In a 1856 letter, Lee wrote that slavery is ‘a moral & political evil.’ But Lee also wrote in the same letter that God would be the one responsible for emancipation and blacks were better off in the U.S. than Africa.
THE LOST CAUSE ICON
After the Civil War, Lee resisted efforts to build Confederate monuments in his honor and instead wanted the nation to move on from the Civil War.
After his death, Southerners adopted ‘The Lost Cause’ revisionist narrative about the Civil War and placed Lee as its central figure. The Last Cause argued the South knew it was fighting a losing war and decided to fight it anyway on principle. It also tried to argue that the war was not about slavery but high constitutional ideals.

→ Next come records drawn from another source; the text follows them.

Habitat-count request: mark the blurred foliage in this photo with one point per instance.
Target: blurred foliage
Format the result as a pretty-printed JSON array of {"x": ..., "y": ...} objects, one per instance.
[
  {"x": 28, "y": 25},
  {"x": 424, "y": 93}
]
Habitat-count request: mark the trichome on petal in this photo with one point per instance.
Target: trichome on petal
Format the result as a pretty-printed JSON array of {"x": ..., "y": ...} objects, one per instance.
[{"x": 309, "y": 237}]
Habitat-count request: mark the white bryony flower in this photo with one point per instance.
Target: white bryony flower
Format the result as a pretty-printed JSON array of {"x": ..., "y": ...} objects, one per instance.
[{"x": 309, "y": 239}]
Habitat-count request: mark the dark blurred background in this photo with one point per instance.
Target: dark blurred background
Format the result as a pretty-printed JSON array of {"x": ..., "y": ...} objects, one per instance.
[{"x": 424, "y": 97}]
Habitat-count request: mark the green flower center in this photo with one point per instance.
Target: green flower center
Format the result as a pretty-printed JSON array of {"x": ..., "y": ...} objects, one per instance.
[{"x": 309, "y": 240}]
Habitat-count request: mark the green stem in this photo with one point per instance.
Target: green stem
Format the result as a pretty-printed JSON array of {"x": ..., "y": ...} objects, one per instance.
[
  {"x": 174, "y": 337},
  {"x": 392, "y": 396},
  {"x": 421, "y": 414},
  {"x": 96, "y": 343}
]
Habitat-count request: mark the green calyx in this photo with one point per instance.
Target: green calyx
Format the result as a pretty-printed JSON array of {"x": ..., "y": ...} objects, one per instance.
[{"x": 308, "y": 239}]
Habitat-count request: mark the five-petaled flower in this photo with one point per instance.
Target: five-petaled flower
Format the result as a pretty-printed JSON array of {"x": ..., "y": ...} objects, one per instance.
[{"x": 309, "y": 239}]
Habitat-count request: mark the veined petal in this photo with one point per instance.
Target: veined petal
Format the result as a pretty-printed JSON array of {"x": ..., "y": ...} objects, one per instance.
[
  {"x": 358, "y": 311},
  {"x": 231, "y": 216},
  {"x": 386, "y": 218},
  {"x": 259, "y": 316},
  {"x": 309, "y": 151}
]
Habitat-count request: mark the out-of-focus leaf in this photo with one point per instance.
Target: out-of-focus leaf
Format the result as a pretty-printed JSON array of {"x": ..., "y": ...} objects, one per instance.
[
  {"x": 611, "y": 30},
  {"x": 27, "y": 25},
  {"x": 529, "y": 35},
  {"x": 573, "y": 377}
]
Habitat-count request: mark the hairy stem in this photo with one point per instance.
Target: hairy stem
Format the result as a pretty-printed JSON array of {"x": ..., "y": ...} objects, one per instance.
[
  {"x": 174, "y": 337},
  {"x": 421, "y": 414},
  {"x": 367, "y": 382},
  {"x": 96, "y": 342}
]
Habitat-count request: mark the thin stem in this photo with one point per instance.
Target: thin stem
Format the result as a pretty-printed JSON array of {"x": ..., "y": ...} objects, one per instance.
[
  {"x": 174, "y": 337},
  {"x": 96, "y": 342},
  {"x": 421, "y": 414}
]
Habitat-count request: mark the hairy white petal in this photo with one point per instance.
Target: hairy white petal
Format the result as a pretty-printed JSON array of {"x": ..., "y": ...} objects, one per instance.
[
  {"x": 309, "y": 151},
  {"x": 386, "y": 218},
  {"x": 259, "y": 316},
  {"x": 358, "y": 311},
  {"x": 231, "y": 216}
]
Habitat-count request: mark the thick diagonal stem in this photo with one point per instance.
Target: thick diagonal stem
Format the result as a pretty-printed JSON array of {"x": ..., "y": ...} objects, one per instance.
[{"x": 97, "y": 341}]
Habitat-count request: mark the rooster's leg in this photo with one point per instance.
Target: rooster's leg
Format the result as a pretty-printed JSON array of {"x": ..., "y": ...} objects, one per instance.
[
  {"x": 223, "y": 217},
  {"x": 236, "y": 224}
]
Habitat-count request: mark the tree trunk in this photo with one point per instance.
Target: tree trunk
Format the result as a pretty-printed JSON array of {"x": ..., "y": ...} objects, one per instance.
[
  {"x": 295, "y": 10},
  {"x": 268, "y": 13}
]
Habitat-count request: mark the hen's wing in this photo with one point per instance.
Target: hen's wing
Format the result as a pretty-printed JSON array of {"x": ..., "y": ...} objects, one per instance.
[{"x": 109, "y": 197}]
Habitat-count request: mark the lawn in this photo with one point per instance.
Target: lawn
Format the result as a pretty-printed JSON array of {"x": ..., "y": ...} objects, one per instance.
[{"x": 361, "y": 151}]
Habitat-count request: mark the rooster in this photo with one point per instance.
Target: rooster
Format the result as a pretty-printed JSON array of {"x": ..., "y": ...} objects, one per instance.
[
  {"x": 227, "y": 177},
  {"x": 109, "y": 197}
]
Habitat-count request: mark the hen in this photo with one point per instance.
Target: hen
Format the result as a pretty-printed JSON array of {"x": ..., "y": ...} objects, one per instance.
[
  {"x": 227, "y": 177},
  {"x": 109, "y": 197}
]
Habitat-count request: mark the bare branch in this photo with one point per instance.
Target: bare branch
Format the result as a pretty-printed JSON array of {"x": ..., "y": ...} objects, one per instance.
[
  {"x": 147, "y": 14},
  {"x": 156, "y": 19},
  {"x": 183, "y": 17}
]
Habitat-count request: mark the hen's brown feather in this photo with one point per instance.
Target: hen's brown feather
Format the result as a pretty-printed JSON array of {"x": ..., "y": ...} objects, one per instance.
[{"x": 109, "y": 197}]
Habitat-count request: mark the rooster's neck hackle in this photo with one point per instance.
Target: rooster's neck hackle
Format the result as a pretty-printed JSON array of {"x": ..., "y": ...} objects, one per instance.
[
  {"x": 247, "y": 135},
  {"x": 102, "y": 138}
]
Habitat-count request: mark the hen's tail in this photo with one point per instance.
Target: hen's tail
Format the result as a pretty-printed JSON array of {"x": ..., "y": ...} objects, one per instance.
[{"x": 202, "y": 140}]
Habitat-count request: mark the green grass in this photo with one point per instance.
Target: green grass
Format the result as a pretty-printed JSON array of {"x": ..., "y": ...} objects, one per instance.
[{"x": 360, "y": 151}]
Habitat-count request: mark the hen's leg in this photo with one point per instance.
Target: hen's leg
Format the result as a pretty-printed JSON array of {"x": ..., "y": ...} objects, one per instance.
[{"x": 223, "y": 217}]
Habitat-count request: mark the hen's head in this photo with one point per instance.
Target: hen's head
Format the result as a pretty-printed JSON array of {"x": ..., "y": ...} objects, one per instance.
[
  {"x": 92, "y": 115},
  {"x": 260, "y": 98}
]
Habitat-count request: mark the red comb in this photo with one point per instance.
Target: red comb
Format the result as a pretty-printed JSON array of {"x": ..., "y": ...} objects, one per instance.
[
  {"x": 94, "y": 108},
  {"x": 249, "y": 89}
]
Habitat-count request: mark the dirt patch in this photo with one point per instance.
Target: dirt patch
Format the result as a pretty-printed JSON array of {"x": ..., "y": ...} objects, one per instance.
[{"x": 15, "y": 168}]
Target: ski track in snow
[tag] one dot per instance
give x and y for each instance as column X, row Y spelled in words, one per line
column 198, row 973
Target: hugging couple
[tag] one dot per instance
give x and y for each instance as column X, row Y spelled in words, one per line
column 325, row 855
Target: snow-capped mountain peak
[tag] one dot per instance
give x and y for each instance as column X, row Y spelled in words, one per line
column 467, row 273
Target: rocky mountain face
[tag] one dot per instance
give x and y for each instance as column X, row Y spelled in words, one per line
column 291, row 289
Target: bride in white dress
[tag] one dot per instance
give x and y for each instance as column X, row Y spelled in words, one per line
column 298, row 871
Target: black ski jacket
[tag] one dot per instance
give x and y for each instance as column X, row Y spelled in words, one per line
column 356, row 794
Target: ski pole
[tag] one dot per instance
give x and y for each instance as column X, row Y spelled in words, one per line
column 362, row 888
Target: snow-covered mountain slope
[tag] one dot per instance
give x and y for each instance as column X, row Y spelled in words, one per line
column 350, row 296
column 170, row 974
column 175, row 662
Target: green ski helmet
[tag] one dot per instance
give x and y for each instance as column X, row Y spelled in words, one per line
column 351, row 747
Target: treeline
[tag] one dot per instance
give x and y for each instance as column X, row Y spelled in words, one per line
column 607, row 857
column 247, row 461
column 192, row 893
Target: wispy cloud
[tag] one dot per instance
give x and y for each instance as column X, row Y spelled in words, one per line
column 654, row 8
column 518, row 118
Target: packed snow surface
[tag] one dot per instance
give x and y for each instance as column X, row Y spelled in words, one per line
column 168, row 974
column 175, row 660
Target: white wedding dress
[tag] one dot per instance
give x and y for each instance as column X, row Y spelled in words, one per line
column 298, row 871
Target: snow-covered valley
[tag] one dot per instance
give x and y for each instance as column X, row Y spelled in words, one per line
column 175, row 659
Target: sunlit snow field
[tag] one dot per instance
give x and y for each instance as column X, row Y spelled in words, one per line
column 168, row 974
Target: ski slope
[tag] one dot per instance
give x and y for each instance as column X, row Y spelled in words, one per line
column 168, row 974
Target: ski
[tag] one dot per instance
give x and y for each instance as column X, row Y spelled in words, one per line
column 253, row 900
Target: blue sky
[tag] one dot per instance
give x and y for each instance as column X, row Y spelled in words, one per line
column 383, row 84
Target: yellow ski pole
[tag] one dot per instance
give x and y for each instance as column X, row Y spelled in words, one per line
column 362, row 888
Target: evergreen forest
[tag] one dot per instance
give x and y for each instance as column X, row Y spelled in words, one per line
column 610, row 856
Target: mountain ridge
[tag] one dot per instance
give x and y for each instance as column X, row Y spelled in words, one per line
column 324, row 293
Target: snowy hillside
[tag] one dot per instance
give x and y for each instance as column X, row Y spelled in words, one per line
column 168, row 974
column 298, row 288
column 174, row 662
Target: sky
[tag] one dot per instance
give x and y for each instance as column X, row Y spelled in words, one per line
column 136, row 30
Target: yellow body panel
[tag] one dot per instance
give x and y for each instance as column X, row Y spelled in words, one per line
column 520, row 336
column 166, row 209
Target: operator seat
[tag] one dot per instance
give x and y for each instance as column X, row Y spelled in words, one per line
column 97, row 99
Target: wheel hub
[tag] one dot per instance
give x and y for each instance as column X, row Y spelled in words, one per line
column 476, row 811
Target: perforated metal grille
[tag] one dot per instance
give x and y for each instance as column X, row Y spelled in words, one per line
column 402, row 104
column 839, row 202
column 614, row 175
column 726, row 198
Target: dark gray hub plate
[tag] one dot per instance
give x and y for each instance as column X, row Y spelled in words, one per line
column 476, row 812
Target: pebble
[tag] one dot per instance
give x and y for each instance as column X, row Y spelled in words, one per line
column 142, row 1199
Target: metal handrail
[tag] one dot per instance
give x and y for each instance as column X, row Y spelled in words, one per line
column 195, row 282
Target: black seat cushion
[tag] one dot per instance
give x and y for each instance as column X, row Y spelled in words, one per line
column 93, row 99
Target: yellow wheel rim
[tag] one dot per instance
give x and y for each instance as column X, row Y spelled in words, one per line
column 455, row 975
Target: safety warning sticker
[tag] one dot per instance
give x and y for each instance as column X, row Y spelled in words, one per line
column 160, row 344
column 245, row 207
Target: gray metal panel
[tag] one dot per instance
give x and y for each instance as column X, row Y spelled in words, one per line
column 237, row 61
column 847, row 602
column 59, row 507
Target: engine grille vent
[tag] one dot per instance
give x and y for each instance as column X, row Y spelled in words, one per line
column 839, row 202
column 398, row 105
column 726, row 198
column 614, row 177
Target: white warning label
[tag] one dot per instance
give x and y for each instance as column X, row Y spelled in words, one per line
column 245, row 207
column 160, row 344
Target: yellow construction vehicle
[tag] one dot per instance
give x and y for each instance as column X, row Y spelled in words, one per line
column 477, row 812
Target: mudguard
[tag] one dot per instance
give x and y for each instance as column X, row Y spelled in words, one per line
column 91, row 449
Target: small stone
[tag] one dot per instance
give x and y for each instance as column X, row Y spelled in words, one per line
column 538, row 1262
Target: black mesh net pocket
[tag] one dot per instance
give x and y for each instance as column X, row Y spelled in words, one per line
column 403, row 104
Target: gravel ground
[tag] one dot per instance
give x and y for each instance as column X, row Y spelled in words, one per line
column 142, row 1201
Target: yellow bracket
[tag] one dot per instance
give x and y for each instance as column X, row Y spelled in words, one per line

As The Lost Cause narrative grew in popularity, proponents pushed to memorialize Lee, ignoring his deficiencies as a general and his role as a slave owner. Lee monuments went up in the 1920s just as the Ku Klux Klan was experiencing a resurgence and new Jim Crow segregation laws were adopted.
A NEW MEMORY
A generation after the civil rights movement, black and Latino residents began pressuring elected officials to dismantle Lee and other Confederate memorials in places like New Orleans, Houston and South Carolina. The removals partly were based on violent acts committed white supremacists using Confederate imagery and historians questioning the legitimacy of The Lost Cause.
A Gen. Robert E. Lee statue was removed from Lee Circle in New Orleans as the last of four monuments to Confederate-era figures to be removed under a 2015 City Council vote.
The Houston Independent School District also voted in 2016 to rename Robert E. Lee High School, a school with a large Latino population, as Margaret Long Wisdom High School.